Tuesday, 18 December 2018

A Hard Decision- Part 3


With each day, week and month I felt much burdened by parenting him. He was growing more stubborn, more disrespectful, more ungrateful, more entitled! Apparently back home his grandmother calls him “The king that reigns”. So he probably felt like a king around here, being the only child and having all these privileges. All I needed from him was gratitude and respect. I tried teaching him mutual respect by sharing our chores, by encouraging him also that if he needed something and wasn’t able to do or get it, he should request and if I’m able I’d assist. It got to a point where it seemed that he found leverage in making me do stuff. I’d be busy doing something and he’d just stand there and ask me to get him something. Thinking that he didn’t understand this concept of mutual respect and assistance, I thoroughly explained that he just doesn’t go around telling adults to do things for him especially when they are busy and he is not doing anything. But he’d lie on the couch at times, while I’m busy in the kitchen or something, and still like a little god request me to get or do something for him. It was getting to a point of irritation. Why do you think life owes you so much!
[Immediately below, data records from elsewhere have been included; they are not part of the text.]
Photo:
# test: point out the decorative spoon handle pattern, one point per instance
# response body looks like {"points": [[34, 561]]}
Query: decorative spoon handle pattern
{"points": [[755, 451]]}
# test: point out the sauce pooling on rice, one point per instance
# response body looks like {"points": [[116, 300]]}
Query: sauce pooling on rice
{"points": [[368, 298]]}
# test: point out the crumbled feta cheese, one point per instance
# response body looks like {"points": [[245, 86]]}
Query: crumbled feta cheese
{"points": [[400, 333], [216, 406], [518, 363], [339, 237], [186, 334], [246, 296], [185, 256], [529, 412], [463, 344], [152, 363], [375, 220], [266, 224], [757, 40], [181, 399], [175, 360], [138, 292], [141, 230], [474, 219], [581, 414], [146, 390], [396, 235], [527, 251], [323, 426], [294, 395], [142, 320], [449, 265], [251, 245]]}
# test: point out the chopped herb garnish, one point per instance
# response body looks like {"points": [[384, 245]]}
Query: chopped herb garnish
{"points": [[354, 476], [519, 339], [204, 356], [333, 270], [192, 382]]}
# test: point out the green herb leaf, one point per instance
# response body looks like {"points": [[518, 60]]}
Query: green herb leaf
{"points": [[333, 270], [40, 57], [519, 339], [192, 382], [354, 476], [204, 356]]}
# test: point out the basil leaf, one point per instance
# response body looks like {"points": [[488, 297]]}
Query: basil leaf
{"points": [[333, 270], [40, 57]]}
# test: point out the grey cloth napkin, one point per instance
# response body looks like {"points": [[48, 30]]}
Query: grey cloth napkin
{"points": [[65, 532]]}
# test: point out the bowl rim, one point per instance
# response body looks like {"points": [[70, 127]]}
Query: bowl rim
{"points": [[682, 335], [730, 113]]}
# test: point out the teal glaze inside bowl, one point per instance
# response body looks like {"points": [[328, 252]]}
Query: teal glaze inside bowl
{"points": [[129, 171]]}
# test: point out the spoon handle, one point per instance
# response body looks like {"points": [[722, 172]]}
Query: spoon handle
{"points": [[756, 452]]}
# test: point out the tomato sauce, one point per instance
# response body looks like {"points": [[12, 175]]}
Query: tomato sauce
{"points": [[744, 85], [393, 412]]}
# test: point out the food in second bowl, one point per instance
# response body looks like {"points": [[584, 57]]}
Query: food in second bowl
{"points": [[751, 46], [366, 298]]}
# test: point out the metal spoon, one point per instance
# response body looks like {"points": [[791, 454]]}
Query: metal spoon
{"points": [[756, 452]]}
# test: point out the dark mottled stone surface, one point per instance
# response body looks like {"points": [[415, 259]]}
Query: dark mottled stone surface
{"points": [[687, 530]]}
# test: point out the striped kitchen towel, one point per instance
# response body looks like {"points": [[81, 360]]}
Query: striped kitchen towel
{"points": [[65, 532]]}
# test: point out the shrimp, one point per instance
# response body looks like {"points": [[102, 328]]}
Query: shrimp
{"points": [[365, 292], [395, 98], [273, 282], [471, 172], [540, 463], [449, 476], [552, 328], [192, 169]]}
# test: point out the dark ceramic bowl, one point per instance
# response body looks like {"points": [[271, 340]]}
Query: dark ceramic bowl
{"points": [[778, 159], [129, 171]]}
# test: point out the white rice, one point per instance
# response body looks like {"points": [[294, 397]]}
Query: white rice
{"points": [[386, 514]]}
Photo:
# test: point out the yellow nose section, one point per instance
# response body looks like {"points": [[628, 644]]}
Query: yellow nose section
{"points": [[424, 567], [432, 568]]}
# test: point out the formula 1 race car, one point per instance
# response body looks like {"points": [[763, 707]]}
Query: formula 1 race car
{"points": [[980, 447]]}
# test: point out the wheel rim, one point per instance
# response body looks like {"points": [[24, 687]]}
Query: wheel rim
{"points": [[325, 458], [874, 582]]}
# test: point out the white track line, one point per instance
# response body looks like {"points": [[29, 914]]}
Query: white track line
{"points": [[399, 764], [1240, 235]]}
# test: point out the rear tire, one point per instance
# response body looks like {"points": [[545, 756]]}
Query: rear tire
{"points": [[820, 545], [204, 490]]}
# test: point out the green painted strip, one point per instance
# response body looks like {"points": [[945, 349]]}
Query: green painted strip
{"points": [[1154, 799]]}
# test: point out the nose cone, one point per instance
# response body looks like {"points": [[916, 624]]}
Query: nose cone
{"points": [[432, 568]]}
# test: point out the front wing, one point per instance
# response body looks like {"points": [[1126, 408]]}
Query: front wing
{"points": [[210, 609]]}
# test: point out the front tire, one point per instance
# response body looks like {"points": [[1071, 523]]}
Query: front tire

Just when I thought I’ve had it, my neighbor would come unexpectedly at my place. Reatile’s face would change completely that my neighbor thought that I was abusive to him. Before my neighbor arrived, or any other person for that matter, Reatile and I would talk and laugh at his jokes. But as soon as people came over, Reatile would be upset and not talk to me afterwards. It was so overwhelming. He once told me that I never do for him what I do for my learners! I understood this was childish behavior and explained that what I do for him is already too much and I owe him nothing. Is this the life really that God has chosen for me? Should I suffer now because I always took His gifts for granted? Is it payback time now for being ungrateful for all that God does for me? Or is this one of the ways guilt messages are perpetuated for proving my worth?

As I was growing up my mother had already planned a life out for my sister and I as foretold by “a certain man”. I was the one who’d take care of “the family” while my sister would be the one who’d get married and venture out successfully into the world. With this knowledge embedded in me, I felt that it was my responsibility to take care of my extended family, probably part of the reason I took Reatile in. During the course of the year however, my mother would suggest that my cousins come to live with me. One of my cousins was kicked out of his school due to finances and it made perfect sense to mother that I leave whatever I was doing, and go school hunting for this teen male cousin of mine. She takes other people’s problems and she places them not only on herself but also on me. Fortunately, with the lot I was already dealing with I managed to escape the trap by refusing. She asked one of my aunts to let her child come live with me. My aunt was wise enough to decline the offer saying that “she want to raise her own children.” To mother it makes perfect sense that my space should be a charity house for her extended family. But when will I be able to grow on my own? To enjoy this season of my life whilst not having my own kids, to make purchases without having to feel guilty about other people’s children? To enjoy this little bit of salary that I get?